The Sierra Club called and asked if they could come out for a visit, and of course I said yes. Folks routinely drop in to see the pretty gardens that have been on TV over the years.
They asked about lunch, and I told them I’d take care of that, expecting a carload or two.
A week before the visit, the telephone rang again. “32 people wanted to come, is that too many? “Bring them on!”
Two days before the phone call said 53 people had signed up. I called Mary and said, “Help!”
On Friday night a cherry-rhubarb crisp was coming out of the oven as the cornbread went in. Crock-pots full of homegrown beans, beef and pork were bubbling. Butternuts from last fall filled a few baking dishes too.

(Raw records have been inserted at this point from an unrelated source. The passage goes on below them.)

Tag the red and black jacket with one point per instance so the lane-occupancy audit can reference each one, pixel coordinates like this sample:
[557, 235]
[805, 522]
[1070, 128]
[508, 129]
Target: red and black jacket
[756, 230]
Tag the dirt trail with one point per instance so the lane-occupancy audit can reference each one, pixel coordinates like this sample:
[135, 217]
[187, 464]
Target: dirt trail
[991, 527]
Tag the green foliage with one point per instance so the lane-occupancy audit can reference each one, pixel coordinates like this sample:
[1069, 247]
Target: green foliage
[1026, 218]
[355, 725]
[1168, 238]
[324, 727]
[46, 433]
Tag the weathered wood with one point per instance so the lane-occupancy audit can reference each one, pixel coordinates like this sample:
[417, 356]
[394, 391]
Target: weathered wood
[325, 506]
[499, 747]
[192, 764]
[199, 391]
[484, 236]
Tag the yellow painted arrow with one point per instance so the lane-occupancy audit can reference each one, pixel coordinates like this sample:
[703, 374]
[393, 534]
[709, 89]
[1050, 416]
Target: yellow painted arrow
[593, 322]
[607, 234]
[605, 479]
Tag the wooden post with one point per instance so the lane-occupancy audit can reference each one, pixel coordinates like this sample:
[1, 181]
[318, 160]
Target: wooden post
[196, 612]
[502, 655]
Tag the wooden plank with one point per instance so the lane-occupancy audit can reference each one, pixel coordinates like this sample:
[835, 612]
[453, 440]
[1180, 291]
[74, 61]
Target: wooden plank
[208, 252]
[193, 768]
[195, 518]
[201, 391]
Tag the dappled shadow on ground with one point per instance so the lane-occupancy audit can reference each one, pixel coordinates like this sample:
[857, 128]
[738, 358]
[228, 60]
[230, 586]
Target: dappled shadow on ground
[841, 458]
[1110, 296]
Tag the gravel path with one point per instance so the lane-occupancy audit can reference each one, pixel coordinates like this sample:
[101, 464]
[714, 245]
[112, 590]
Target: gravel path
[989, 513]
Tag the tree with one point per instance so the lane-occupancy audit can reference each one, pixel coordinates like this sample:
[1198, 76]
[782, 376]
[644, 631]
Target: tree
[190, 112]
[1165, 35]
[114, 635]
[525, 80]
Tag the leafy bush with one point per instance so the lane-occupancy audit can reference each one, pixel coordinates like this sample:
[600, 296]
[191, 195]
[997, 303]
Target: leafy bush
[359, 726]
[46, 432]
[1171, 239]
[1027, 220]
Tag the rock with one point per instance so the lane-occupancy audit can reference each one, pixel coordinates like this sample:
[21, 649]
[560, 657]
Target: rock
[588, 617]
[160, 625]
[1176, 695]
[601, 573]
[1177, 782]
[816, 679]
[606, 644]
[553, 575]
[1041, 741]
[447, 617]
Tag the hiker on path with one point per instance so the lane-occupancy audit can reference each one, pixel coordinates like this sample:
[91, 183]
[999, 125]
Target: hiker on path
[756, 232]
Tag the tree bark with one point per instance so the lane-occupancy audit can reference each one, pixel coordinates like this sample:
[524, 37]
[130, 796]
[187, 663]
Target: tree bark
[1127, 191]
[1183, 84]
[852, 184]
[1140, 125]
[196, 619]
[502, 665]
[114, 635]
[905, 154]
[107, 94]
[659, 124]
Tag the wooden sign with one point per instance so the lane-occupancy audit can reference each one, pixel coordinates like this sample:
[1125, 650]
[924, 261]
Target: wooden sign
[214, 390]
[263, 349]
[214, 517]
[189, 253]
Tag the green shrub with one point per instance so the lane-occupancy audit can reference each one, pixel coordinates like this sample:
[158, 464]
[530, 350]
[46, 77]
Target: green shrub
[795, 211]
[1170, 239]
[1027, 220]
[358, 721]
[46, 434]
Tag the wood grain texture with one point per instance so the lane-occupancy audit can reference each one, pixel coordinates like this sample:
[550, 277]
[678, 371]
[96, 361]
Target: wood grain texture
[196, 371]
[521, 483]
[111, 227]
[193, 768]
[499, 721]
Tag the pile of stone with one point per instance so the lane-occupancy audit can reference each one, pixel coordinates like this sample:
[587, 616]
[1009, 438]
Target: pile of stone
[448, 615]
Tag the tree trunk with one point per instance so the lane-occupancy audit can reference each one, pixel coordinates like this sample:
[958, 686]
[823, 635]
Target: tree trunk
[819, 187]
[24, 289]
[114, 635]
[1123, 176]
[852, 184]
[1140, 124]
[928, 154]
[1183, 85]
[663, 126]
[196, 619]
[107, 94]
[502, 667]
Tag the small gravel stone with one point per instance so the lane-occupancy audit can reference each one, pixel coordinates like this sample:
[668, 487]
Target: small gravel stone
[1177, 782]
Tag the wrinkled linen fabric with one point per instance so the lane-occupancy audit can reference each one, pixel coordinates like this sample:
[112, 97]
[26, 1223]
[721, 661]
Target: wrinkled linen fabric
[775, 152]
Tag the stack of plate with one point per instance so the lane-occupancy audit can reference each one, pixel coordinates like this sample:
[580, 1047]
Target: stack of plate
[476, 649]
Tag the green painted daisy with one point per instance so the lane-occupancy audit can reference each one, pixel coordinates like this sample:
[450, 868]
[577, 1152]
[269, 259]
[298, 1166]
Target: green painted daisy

Morning saw a few more pies appear, a big pot of rice boiling, and a salad-making frenzy. I managed a few deep breaths before 10, when the driveway became alive. A wonderful array of gardeners soon swarmed the front yard, mingling and pointing at plants.
Down at the garden I explained our operation. By juggling cattle and hay around, the farm is able to export 50,000 pounds of produce annually without bringing in fertilizers. A group of folks in Nashville cover the farm’s budget in exchange for the farm’s production, minus what my friends and neighbors can eat. All questions will be answered with the word “compost”.
Then the questions started coming. Gardener’s are great. With enthusiasm, they want to learn everything. We talked, toured and tasted, enjoying a walk despite the heat. A couple of hours disappeared, and dinner was ready.
After grace, plates and bowls were filled and devoured, as dish after dish kept appearing from the magical kitchen. Lovely chatter and laughter rand around the tables as we informally get to know each other a little.
A request for an heirloom tomato plant led a bunch to the cold frame, where I dug out pinks, yellows, big reds and past plums for all who wanted them. I offered kale seed too, and a tour of the other farm.
Three carloads followed me to a big potato field, but the midday sun sent us to the creek. After a dip, all but two went home. A visit to the orchard found ripe cherries galore, but didn’t I have work to do? Well, yes.
So we finished day light planting a quarter acre garden with silver queen sweet corn. A heavenly float in the pond, lit up by starlight, ended with farewell to new friends. A big thank you to all who came, and to the ever-helpful, Long Hungry crew.